19. The birth-place of art is in the soul; it does not depend upon rules; it exists previously to all theories and sciences; it is a perfect idea, an image of beauty dwelling in the mind in distinct and radiant traits, which we seek to clothe, in some form that

may be comprehended by the senses. 20. The ideal of eloquence existed in Cicero's mind above all rules. It was with him something not acquired by rules, but preexisting in his mind; aided, but not formed by industry, giving birth to rhetoric, not receiving existence from it. To but few individuals has the beautiful conception been granted.

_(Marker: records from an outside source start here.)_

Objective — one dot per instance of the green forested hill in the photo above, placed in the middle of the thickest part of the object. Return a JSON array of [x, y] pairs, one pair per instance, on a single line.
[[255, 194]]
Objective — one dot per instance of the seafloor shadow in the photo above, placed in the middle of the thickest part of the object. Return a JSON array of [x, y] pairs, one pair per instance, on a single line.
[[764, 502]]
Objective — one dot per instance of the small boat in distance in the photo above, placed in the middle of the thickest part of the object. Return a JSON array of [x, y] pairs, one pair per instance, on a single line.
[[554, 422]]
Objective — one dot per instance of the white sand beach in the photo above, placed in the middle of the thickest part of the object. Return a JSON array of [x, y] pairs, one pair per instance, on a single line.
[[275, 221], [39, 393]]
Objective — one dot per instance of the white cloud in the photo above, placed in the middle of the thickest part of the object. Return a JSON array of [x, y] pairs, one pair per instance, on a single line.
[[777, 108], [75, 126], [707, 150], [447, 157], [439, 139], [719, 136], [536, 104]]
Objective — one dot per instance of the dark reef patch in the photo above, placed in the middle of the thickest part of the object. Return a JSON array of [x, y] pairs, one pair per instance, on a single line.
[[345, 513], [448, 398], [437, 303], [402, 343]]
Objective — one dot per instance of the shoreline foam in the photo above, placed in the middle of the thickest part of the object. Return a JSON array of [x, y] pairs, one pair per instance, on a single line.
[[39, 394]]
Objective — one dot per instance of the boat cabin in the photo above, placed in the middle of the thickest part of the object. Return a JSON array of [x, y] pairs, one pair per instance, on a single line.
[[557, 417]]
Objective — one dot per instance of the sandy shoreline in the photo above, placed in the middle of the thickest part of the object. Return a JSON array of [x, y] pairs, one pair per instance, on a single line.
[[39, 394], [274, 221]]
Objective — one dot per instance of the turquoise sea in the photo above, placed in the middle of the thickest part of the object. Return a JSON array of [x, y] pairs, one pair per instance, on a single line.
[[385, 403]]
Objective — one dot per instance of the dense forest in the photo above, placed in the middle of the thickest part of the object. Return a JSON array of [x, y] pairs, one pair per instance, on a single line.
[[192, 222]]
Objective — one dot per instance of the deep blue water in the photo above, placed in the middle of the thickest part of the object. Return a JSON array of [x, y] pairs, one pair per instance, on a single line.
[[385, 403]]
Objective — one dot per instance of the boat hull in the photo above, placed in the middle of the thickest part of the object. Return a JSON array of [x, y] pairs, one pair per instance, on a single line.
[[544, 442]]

21. Cicero's style belongs peculiarly to himself. Language with him becomes a new thing; it is perfectly transparent and radiant with thought. It seems, when we are reading his works, as if intellect itself had become visible before

us.

We feel sure at the first sentence Cicero utters, that he will prevail.

22. The depth of pathos, passages of heart-rending emotion, light and playful satire, blasting sarcasm, the deep tone of indignation, gathering strength as it rolls on, and swelling into bursts of thunder, and the furious storm of invective which crush and overwhelm the criminal; all are found in these wonderful remains of art.

Cicero, to whom the above most admirable article relates, and whose name is but another for eloquence itself

, was born in the city of Arpinum, 107 years before Christ. He was the greatest man, whether we consider him as an orator, a statesman, or a philosopher, that Rome ever produced. Being proscribed by Mark Antony, for freedom of opinion, he was assassinated at the age of 64.

8. ELOQUENCE,—ITS TRUE NATURE.—D. Webster. 1. When public bodies are to be addressed on momentous occasions, when great interests are at stake, and strong passions excited, nothing is valuable in speech farther than it is connected with high intellectual and moral endowments. Clearness, force, and earnestness, are the qualities which produce conviction.

2. True eloquence, indeed, does not consist in speech. It cannot be brought from far. Labor and learning may toil for it, but they will toil in vain. Words and phrases may be marshalled in every way, but they cannot compass it. It must exist in the man,-in the subject, and in the occasion.

3. Affected passion, intense expression, the pomp of declamation, all may aspire after it: they cannot reach it. It comes, if it comes at all, like the outbreaking of a fountain from the earth, or the bursting forth of volcanic fires, with spontaneous, original, native force.

4. The graces taught in the schools, the costly ornaments and studied contrivances of speech, shock and disgust men, when their own lives, and the fate of their wives, their children, and their country, hang on the decision of the hour.

5. Then, words have lost their power, rhetoric is vain, and all elaborate oratory contemptible. Even genius itself feels rebuked and subdued, as in the presence of higher qualities. Then, patriotism is eloquent; then, self-devotion is eloquent.